The seventh Meijin - Itou Soukan III

Posted 2021-04-04 14:55

Itou Soukan III (伊藤宗看, 1706-1761) was one of the strongest Meijin of the Edo period, and the one who led the shogi world during what could be called its golden age. He was the second son of fifth Meijin Itou Souin II; his older brother had been the blazing comet Itou Intatsu. At 17, Soukan III was too young to inherit the title when his father passed away, but the five years of Oohashi Souyo III’s tenure gave him time enough to mature.

Soukan III’s skill was apparent from an early age, first appearing in a Castle game aged 11 and defeating Souyo III accepting a rook handicap, then repeating it for the next three years. By the time he took the office of Meijin, Soukan III had an outstanding 12-1 record in Castle games, including wins with steadily decreasing handicaps over his rival for Meijin, Oohashi Soumin (later 4th head of the Oohashi branch family, Oohashi Souyo IV, who had the impressive achievement of attaining 8-dan in a landscape dominated by the Itou brothers).

The hardest tsumeshogi collection

Given that he became the youngest Meijin at just 23, Soukan III was only able to make his tsumeshogi offering to the shogunate in 1735; but that collection, the Shogi Musou (将棋無双), stands today as the hardest classical tsumeshogi collection to solve, including the 225-move 75th problem. The sheer difficulty of the collection has led would-be solvers to wonder if there were indeed any solution to the problems within, hence its colloquial name “tsumu ya tsumazaru ya” (詰むや詰まざるや), “mate or not mate?”

(Of course, there were solutions; in the 1970s, the original dedicated copy was found in the Cabinet Library, then located in the Imperial Palace; to which was attached Soukan III’s original solutions, putting to rest any debates.)

Difficulty aside, the problems are of extremely high aesthetic quality, including the 12th “mushikake” problem (semekata starts with no pieces on the board) and the famous chasing 30th and 100th problems. and the work stands with his younger brother Itou Kanju’s Shogi Zukou at the pinnacle of tsumeshogi.

Anecdotes

In 1735, the independent player Namura Rima 6-dan (名村立摩) distinguished himself rapidly and came to Meijin Soukan III seeking promotion to 7-dan. Soukan III answered, “You have yet to attain the strength,” to which Rima replied, “Then I shall put all my effort into it,” throwing down the gauntlet. The promotion match was to be two games against the Meijin, the first with a lance handicap, the second with bishop handicap. In an echo of the famous Itou Soukan I - Higaki Koreyasu match 80 years prior, Soukan III lost the lance handicap game against Rima’s own Rima-style strategy, but won the bishop handicap game to deny Rima’s promotion and assert his strength as the iemoto.
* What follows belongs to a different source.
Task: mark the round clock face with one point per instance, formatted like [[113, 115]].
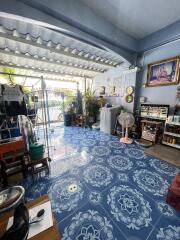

In 1737, a dispute arose regarding the order of shogi and go in Castle games. Until that point, the traditional order was for the go game to be played first, followed by the shogi game. Soukan III and other shogi players sought to change this, especially as the shogi iemoto had outstanding leaders in Soukan III and his brothers Oohashi Soukei VIII and Itou Kanju, and among the magistrates, Inoue of Kawachi and Matsudaira of Kii were Soukan III’s disciples. The matter grew in proportion ending in a ruling by Oooka Echizen-no-kami that “The Hon’inbo [the head of the oldest go house] shall have the first seat, and the others by order of succession.”

Itou Soukan III came to be known as “Demon Soukan” (鬼宗看) for his sheer strength in shogi and in tsumeshogi composition. In Castle games as Meijin, he had a 7-5 record and one jishogi in 1731, giving a bishop handicap to Oohashi Soukei VIII. The modern-era professional Habu Yoshiharu praised Soukan III’s play as very modern, saying “it wouldn’t seem out of place as a real game record today.”